Iraqi-Americans use close ties to advocate for peace

Susan Dakak CNA US Catholic News 11 15 10 Susan Dakak

Susan Dakak learned of the shocking Oct. 31 attack that killed 70 people and wounded 75 at Baghdad's Cathedral of Our Lady of Salvation before the world heard the news. As the attack took place, worshipers trapped inside the captured church sent her their reports via cell phone.

Dakak is a member of the Women's Alliance for a Democratic Iraq and a board member of the advocacy group, Iraqi Christians In Need. During the attack on Our Lady of Salvation, she told CNA that members of the Women's Alliance were “receiving phone calls, throughout the ordeal.” She said several hostages inside the cathedral “basically walked us through the whole thing,” sending e-mails and text messages detailing the captivity from which many never re-emerged.

Iraqi Christians, she said, are accustomed to this close contact with their friends and relatives who have emigrated to America. “We have people on the ground … sending us e-mails all the time, to let us know what's going on in Iraq.” Last week they had more to report, as a series of bombings targeting Christian neighborhoods killed three and injured dozens.

She received a video from another man in Baghdad, who described the experience of receiving a message from his son from inside Our Lady of Salvation. “He ran to help them … he went and stood outside the church, and there wasn't anything he could do.” Suicide attackers would eventually kill the man's son. Even the police, he told Dakak, had arrived too late to stop them from killing or seriously wounding nearly everyone inside.
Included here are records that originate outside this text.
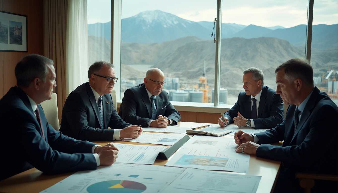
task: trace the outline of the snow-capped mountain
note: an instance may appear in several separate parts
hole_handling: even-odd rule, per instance
[[[173,40],[187,36],[211,40],[212,28],[160,10],[146,11],[123,19],[122,42],[148,44]]]

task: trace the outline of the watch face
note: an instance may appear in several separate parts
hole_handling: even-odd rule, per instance
[[[246,126],[248,127],[250,126],[250,122],[249,121],[246,122]]]

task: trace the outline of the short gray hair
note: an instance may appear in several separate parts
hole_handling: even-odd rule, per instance
[[[104,65],[111,68],[114,68],[114,65],[109,62],[101,60],[97,61],[89,67],[89,69],[88,69],[88,78],[90,78],[90,76],[92,74],[97,74],[101,70],[102,67]]]
[[[243,74],[248,73],[252,73],[252,79],[257,82],[260,80],[262,80],[262,86],[264,86],[264,74],[263,71],[257,68],[252,67],[249,68],[243,71]]]
[[[19,87],[28,88],[36,78],[46,82],[49,73],[47,65],[54,64],[52,60],[39,54],[33,54],[24,56],[18,63],[14,70],[17,85]]]
[[[295,80],[299,78],[305,85],[313,87],[313,70],[309,61],[305,58],[294,58],[283,63],[276,69],[277,73],[284,69],[285,78],[292,85]]]

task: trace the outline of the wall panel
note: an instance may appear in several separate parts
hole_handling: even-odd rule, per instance
[[[1,10],[4,11],[27,16],[28,52],[0,52],[0,68],[2,66],[3,76],[0,76],[0,98],[7,93],[10,87],[16,84],[14,69],[17,63],[24,56],[36,53],[43,54],[43,0],[0,0]],[[1,74],[0,70],[0,75]]]

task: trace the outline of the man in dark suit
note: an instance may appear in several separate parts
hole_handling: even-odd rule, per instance
[[[77,141],[55,130],[40,103],[56,86],[53,61],[26,56],[15,68],[18,87],[0,99],[0,180],[35,167],[49,174],[111,165],[118,149]]]
[[[226,123],[233,122],[239,127],[258,129],[272,128],[281,123],[284,119],[283,101],[274,91],[263,86],[262,70],[250,68],[243,74],[245,92],[239,94],[237,102],[224,114]],[[218,124],[225,126],[221,118],[218,119]]]
[[[119,115],[125,121],[136,125],[166,127],[176,124],[179,113],[169,101],[168,93],[163,91],[164,74],[158,68],[148,70],[144,84],[124,92]]]
[[[305,59],[291,59],[275,72],[276,92],[284,102],[291,104],[285,119],[264,133],[236,132],[235,142],[240,146],[236,151],[282,162],[275,192],[301,192],[296,172],[338,174],[338,156],[333,149],[338,138],[338,107],[325,93],[314,87],[312,68]],[[283,141],[283,146],[269,145]],[[318,182],[314,188],[330,187],[321,187],[323,182]]]
[[[110,93],[117,81],[113,67],[110,63],[96,61],[88,70],[89,82],[75,89],[67,97],[59,130],[64,135],[89,141],[139,136],[142,127],[125,122],[113,105]]]

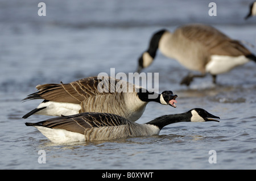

Susan Dakak left Iraq for America decades ago, during the 1970s. At first, she said, it wasn't clear why she should have escaped the misfortunes others had to stay and endure. But as time went by, she realized the extent to which she could advocate for the rights of Iraqis. Now, because of technological advances, she has “real-time contact with them,” receiving reports of anti-Christian persecution and other daily struggles in the war-torn country.

She said some Iraqi Christian victims of religious terrorism express “forgiveness, talking about how we are all Iraqis, (and) these (attackers) are just criminals.” Others are “just sitting there, with their hands up, saying 'God, why have you forsaken me?'”

Many of the messages Dakak receives describe the Iraqi Christians' struggle to forgive their persecutors. They recount how groups of extremists, acting in the name of Islam, seek to drive out Iraqi Catholics whose church existed centuries before Muhammed was born. Adherents of Islam write to express sorrow and regret for the attacks, but Dakak said they won't take the risk of condemning them publicly.

Dakak noted she had just finished responding to an e-mail from one Iraqi Christian woman, telling her she had no choice but to forgive those terrorizing the church. She reminded the woman of how Pope John Paul II immediately forgave the man who shot him, in 1981. “That's what Jesus taught us to do,” she said.

In Iraq, the faithful are undergoing a constant course in the hardest part of discipleship. About an hour after CNA spoke to Susan Dakak on Nov. 15, the country's foreign minister reported two men had been killed in an attack targeting Christian homes in Mosul.

Iraqi Christian immigrants have begun raising their voices to tell the world what they're hearing from home. They've held rallies in centers of Iraqi Christian immigration, from Detroit to Brussels, and a march on Washington, D.C. is planned.

But two Chaldean priests who have relocated to America –Fr. Michael Bazzi of California, and Michigan-based Fr. Manuel Boji– both told CNA this week that even a worldwide awakening won't resolve Iraq's long-running religious and political crises.

That outcome, they say, will require a combination of internal reform and external diplomatic force, in addition to worldwide advocacy from Christians and human rights groups.

For her part, Susan Dakak intends to keep working behind the scenes. She hopes that her strategy of applying steady political pressure to Iraqi, American, and international officials will bear fruit, providing protection to allow Chaldean Catholics to remain in their homeland.

She has begun forwarding reports from her Iraqi contacts, not just to a variety of U.S. officials, but also back to government officials in Iraq. By gathering reports to deliver to the government of her native country, she hopes to lobby on behalf of Iraqis for whom the daily business of survival takes priority over political activism.

“The parliament and other members (of the government) that we know in Iraq, we're sending them emails, we're bombarding them with letters and information, and saying 'You've got to do something about this, you know, this cannot keep going'.”

She also wants Muslims in Iraq and around the world to do more than just lament terrorist attacks as they happen. “I keep telling them, no one is going to solve this problem, if you don't step up and condemn these acts. If you don't tell the terrorists that they are not (authentic) Muslims, and take religion away from them, they're going to take your religion away from you.”

But so far, she said, her Muslim contacts “just tell me how sad they are, and how bad they feel, and they wish this whole thing will go away.” She said she's still waiting for Islamic authorities to do their part for peace, by taking decisive and direct action against terrorists within their religion.